Now we can turn out attention back to MIM. MIM uses the SQL Native Client 11.0 OLEDB which doesn’t support the MultiSubNetFailover keyword. Additional Info on timeouts. In fact, this provider was deprecated until March 2018 . When they released version 18 which adds support for the MultiSubnetFailover keyword.  

Per Eugene Sergeev, you could put a second NIC into the MIM server and put it on the other subnet where the other SQL Server is and then you get failover in about 10 seconds. This bypasses the DNS issues.

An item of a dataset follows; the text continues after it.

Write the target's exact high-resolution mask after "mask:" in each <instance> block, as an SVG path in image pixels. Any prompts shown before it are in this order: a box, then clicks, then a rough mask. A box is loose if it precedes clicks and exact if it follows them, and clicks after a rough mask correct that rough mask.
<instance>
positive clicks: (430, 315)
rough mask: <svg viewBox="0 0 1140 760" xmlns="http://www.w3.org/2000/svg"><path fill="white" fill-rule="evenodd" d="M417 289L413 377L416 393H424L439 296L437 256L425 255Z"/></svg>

Does MIM use this new provider? 

Maybe! No mention of it in SP2 release notes  but in the hotfix prior to MIM 2016 SP2, 4.5.412.0, the article references this new ole db provider

  • TLS 1.2 support is added to the MIM Service and Portal installer. This update will install if TLS 1.2 is the only enabled protocol .  
  • After you install this update, the change-mode setup of the MIM Service and Portal will succeed by having only TLS 1.2 enabled and SQL OLE DB driver installed.  
  • Microsoft OLE DB Driver 18 for SQL Server must be installed:

But this only references the MIM Service and Portal and not the sync engine. Furthermore, the connection string would still have to change to MultiSubnetFailover=TRUE.

Even if it didn’t, we could still cheat if we could control the connection string: “If an availability group possesses only one secondary replica and is not configured to allow read-access to the secondary replica, clients can connect to the primary replica by using a database mirroring connection string.” But MIM builds the connection string from the parameters in the registry. It does not allow us to control the connection string to the sync engine DB or the FIM Service DB.

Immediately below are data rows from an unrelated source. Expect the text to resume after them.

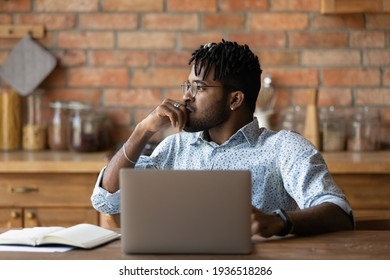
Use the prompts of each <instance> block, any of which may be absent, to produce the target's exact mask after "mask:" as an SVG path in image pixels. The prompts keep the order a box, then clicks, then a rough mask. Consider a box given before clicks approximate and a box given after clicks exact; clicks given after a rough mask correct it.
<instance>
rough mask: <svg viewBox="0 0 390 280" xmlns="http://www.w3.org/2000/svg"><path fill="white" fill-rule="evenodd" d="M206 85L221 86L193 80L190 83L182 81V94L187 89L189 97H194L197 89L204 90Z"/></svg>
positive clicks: (186, 92)
mask: <svg viewBox="0 0 390 280" xmlns="http://www.w3.org/2000/svg"><path fill="white" fill-rule="evenodd" d="M208 87H223V86H207V85H202V84H198V82H196V81H194V82H192V83H189V82H184V83H183V84H182V85H181V90H182V93H183V96H184V95H185V94H186V93H187V91H189V93H190V95H191V97H192V98H194V97H195V95H196V94H197V93H198V92H199V91H200V92H202V91H204V89H205V88H208Z"/></svg>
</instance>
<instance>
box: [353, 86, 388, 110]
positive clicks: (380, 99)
mask: <svg viewBox="0 0 390 280" xmlns="http://www.w3.org/2000/svg"><path fill="white" fill-rule="evenodd" d="M355 103H356V105H381V106H389V105H390V91H389V89H384V88H373V89H357V90H356V93H355Z"/></svg>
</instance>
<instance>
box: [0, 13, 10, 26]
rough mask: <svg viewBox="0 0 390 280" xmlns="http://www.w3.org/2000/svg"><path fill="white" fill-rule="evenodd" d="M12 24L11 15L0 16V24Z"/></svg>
mask: <svg viewBox="0 0 390 280" xmlns="http://www.w3.org/2000/svg"><path fill="white" fill-rule="evenodd" d="M11 22H12V18H11V15H9V14H8V15H6V14H0V24H10V23H11Z"/></svg>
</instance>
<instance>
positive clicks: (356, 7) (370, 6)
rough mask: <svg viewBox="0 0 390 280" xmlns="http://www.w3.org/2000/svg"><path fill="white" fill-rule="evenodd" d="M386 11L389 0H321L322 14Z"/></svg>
mask: <svg viewBox="0 0 390 280" xmlns="http://www.w3.org/2000/svg"><path fill="white" fill-rule="evenodd" d="M386 12H387V13H388V12H390V0H321V13H322V14H349V13H386Z"/></svg>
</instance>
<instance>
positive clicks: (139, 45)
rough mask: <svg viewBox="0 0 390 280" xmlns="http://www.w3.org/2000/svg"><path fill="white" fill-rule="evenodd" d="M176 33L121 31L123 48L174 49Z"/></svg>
mask: <svg viewBox="0 0 390 280" xmlns="http://www.w3.org/2000/svg"><path fill="white" fill-rule="evenodd" d="M175 43H176V35H175V33H172V32H119V33H118V46H119V47H120V48H122V49H173V48H174V46H175Z"/></svg>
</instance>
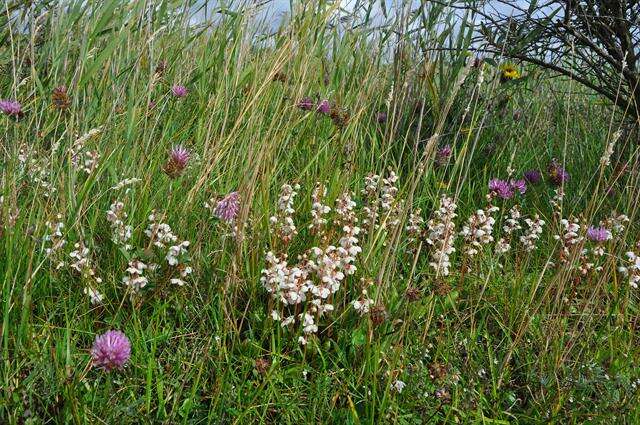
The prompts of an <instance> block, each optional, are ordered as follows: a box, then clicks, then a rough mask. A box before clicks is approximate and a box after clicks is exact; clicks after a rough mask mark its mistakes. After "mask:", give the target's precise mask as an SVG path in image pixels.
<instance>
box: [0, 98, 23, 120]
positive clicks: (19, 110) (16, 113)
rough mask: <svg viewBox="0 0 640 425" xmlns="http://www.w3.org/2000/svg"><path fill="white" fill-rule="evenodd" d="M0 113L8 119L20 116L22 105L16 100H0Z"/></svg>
mask: <svg viewBox="0 0 640 425" xmlns="http://www.w3.org/2000/svg"><path fill="white" fill-rule="evenodd" d="M0 111H1V112H2V113H3V114H5V115H8V116H10V117H14V118H19V117H20V116H22V105H21V104H20V102H18V101H17V100H0Z"/></svg>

Per Eugene: “MIM Sync is running under .net v4 runtime, even though compiled for 3.5. However, DB access code is c++ and it indeed uses that old driver that does not support multisubnetfailover=true keyword”

So MIM supports High Availability Groups for SQL  but “Synchronization server HA is not supported.” 

We are also told that “The SQLNCLI OLE DB Provider does not support the MultiSubnetFailover keyword. To use the MultiSubnetFailover keyword, use the ODBC driver.” 

Hmm, could we switch all of the services to use the ODBC provider? NO! Not that I have found. The documentation doesn’t provide a way to do that. Therefore, this can only refer to SQL connections made using an MA.

Per Eugene: “As for ODBC drivers - ignore that part. Only GSQL MA uses ODBC.”

So what does the “support” for High Availability Groups give us? 

We get distributed mirroring that can automatically failover, albeit very slowly subject to DNS TTL. In the meantime the services will have failed. 

  • The FIM Service will retry 10 times with a 6 second timeout after which it fails. 
  • The FIM Synchronization service timeout and retries isn’t specified. 
  • But it too will fail, especially if in the middle of a sync. 
  • So we can configure the Services to restart after a short delay. 
  • So if we lower the HostRecordTTL cluster parameter to 60 seconds and configure services to restart we might have an automatic failover.

If you set the RegisterAllProvidersIP to 1 then you will get timeouts trying to start the sync service and the FIM service some of the time. If it set to 0 then you will get timeouts after a failover.

This is why the MIM Prepare SQL guide says: 

MIM 2016 SP2 supports SQL AlwaysOn Availability Group (AoAG) listeners with RegisterAllProvidersIP option set to 0, meaning that SQL Server AoAG cross-subnet failover is not currently supported.

So, if you need the MIM Sync database to be highly available you could do an Always on Availability group that is on the same Subnet. If you need it to be distributed you could do a stretch VLAN.

Eugene says my summary here is mostly correct: “The bigger deal is the MIM Service, wherein the failure of a SQL connection can lead to workflow failure. Since the code doesn’t retry SQL transactions, quicker failover doesn’t help us prevent workflow failure”

Bottom line

The Always on Availability Groups give us a lot of headache and in return we get slightly improved mirroring while the SQL transactions replication/mirroring slows things down. So don’t use this if Sync performance or Portal performance is important. Use an AG for MIM PAM or if you have a smaller environment and are doing Password Sync.

Otherwise, doing a staging server or a standby server with SQL Log Shipping.